Stablecoins Taking Over?
Bitcoin is back below $7k. Sure, that information is not really headline material, considering that fact that it’s been this way since March 30, with occasional excursions above on April 2-3. Everybody is talking about the volatility of the cryptocurrency market. Exactly one month ago, the price of BTC was reaching new highs for 2018, fast approaching $12,000 for the first time since January. It was all down in January, mostly up throughout February, with a sharp down at the end of the month, then up again until March 5, followed by a net downwards trend up until now.
Even so, Bitcoin is still hanging on, likely looking at a rally over the next couple of weeks. Many altcoins will probably not be afforded the same luxury after being dragged through the mud for the entire first quarter. For example, Bitcoin Diamond lost 98%, now worth only $2.20 after dropping from $100 heights. Then you have Bitcoin Gold (now $45, previously $500+), Einsteinium (now $0.11, previously $2.83), and NEM (down by 89%, from $2.09 – $0.22, after the notorious Coincheck hack). Many other cryptos lost more than 80%, including Ripple, Cardano, Verge, Bytecoin and Digibyte.
All of this has investors worried, frantically looking for safe havens, investments with little to no risk as a way to hold on to their assets and weather the storm before potentially reinvesting into something that might bring in significant gains.
Enter stablecoins. You must have already heard about Tether and related controversies, and now there’s also TrueUSD kicking up dust. What is this? What is going on?

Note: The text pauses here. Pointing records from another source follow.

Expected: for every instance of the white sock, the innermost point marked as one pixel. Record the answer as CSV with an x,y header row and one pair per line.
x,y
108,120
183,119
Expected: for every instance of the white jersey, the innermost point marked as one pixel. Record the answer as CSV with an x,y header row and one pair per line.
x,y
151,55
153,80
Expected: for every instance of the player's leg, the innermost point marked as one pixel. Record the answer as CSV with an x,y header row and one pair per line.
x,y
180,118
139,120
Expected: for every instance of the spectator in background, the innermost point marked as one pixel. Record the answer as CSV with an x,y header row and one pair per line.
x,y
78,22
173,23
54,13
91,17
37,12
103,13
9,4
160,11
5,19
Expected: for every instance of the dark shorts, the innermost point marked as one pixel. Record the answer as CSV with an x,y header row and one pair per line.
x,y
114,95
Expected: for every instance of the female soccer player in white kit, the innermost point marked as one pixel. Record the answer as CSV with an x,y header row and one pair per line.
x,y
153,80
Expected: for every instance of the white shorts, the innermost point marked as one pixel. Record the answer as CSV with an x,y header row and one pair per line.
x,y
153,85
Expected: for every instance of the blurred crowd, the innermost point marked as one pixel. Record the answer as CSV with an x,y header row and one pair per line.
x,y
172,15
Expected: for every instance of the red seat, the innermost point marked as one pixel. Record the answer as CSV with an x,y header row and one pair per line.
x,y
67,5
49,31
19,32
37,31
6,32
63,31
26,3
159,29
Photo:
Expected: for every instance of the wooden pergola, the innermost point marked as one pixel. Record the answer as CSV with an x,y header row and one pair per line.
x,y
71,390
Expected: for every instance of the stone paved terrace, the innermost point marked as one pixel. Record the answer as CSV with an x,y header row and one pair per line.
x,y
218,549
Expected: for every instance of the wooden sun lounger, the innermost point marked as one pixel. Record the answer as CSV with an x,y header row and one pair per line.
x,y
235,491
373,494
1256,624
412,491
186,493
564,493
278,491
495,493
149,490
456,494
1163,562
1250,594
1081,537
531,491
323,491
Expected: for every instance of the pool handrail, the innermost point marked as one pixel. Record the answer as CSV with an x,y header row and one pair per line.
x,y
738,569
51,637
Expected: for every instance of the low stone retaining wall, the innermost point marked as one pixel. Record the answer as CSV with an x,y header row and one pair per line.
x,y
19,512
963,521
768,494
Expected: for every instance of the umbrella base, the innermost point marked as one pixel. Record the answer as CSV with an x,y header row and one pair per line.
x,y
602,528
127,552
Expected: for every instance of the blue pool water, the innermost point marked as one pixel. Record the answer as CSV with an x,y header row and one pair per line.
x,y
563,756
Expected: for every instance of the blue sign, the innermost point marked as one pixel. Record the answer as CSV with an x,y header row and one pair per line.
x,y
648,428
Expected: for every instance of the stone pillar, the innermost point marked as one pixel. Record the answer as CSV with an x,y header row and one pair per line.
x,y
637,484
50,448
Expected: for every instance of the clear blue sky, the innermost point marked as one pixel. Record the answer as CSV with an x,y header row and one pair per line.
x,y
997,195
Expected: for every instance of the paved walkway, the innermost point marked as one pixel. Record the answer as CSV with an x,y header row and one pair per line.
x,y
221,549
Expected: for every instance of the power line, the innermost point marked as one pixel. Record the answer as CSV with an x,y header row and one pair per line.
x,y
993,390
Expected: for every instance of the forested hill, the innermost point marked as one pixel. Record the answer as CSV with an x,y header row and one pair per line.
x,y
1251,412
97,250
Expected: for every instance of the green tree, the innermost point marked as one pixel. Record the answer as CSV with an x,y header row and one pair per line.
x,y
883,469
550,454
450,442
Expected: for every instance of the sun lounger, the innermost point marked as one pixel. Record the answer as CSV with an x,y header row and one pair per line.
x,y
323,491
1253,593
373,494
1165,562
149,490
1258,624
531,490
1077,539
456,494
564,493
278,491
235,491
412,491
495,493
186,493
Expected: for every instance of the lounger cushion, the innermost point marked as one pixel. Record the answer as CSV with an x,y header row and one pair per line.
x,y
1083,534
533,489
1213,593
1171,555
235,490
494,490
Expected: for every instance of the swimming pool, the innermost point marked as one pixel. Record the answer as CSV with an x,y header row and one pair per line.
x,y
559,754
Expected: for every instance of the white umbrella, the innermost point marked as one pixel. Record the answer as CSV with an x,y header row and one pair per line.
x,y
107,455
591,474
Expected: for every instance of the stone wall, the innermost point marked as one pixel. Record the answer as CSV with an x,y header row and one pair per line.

These stablecoins aim to bring stability to the cryptocurrency market and become a basic medium of exchange. Most of them have their value pegged to the US dollar. TrueUSD is looking to marry the decentralization of capital with the price stability of fiat currencies. Its backing in USD has been independently verified and users can redeem USD for TrueUSD – which is a first.
TrueUSD is looking to challenge Tether’s dominance when it comes to stablecoins, amid a number of controversies and close ties with Bitfinex, the major cryptocurrency exchange, which is allegedly issuing USDT to drive up the price of BTC.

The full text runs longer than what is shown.